Going on safari in eastern Africa

May 5, 2004
Outside Magazine
Week of September 4-10, 1997
Dressing for success on Kilimanjaro
Going on safari in eastern Africa
Telemarking the gladed Eastern slopes
Overnight camping trips on horseback
Near escapes from the Arizona heat

Going on safari in eastern Africa
Question: We are traveling to Africa in early September — Kenya, Tanzania, Uganda, and Rwanda — for the purpose of game-park safaris and gorilla tracking. I read the consular information sheets and travel advisories, which of course make me nervous. The travel companies that organized the trip assured us the situation is relatively stable at this time. Do you have more up-to-date information regarding these particular countries?

Kara Watne
Los Angeles, CA
[email protected]

Adventure Adviser: Unfortunately, I don't have much to offer you in the way of "insider" travel information on the countries you mentioned. I do know, however, that State Department travel warnings can err on the conservative side. I'm not saying that you shouldn't heed the warnings, but you need to remember that it is the State Department's responsibility to ensure all American travelers are fully aware of potentially hazardous situations when they travel. If the department doesn't do this, they will definitely be the first to hear from disgruntled Americans abroad.

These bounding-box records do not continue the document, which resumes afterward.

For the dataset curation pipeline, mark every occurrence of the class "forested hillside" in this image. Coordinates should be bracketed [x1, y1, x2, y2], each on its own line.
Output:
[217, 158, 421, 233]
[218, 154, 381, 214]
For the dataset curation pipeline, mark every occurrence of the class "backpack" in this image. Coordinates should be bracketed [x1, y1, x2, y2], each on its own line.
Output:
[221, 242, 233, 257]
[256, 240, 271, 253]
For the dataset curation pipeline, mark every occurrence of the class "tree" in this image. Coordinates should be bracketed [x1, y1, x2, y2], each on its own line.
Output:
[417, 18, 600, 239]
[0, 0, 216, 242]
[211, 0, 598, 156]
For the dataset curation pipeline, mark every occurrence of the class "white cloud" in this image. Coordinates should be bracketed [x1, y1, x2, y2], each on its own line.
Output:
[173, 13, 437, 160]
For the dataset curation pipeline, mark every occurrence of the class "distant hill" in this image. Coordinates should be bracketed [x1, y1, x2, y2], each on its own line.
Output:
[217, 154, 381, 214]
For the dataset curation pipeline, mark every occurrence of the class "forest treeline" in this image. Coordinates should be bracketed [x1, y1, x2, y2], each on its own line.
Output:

My best advice to you is to make sure that none of the countries you are going to has a Travel Warning issued. A Travel Warning is the most serious of the State Department statements — usually about armed rebels storming villages, or some such disturbance. Check the State Department website at http://travel.state.gov/travel_warnings.html or call 202-647-5225. Right now, there are approximately 30 countries for which the State Department has issued these warnings.

Another idea is to call a person in the country you are planning to visit and ask them what the political situation is. Get the name of an outfitter who has recently done a trip there (not the outfitter you are going with) and has nothing to lose by telling you the real situation.

Finally, call the U.S. Embassy in the countries you are concerned about and ask workers there how safe they feel it is to travel to the country. Or even check the country's website to see if they have issued any particular warnings to travelers in their country. If you have chosen a decent outfitter, chances are you don't need to be concerned because the outfitter will be well-informed about the danger hot spots and will keep you far away from them.

Finally, evaluate your fears and determine whether or not it is worth taking the risk. If it's not, go to Florida, but stay away from Miami.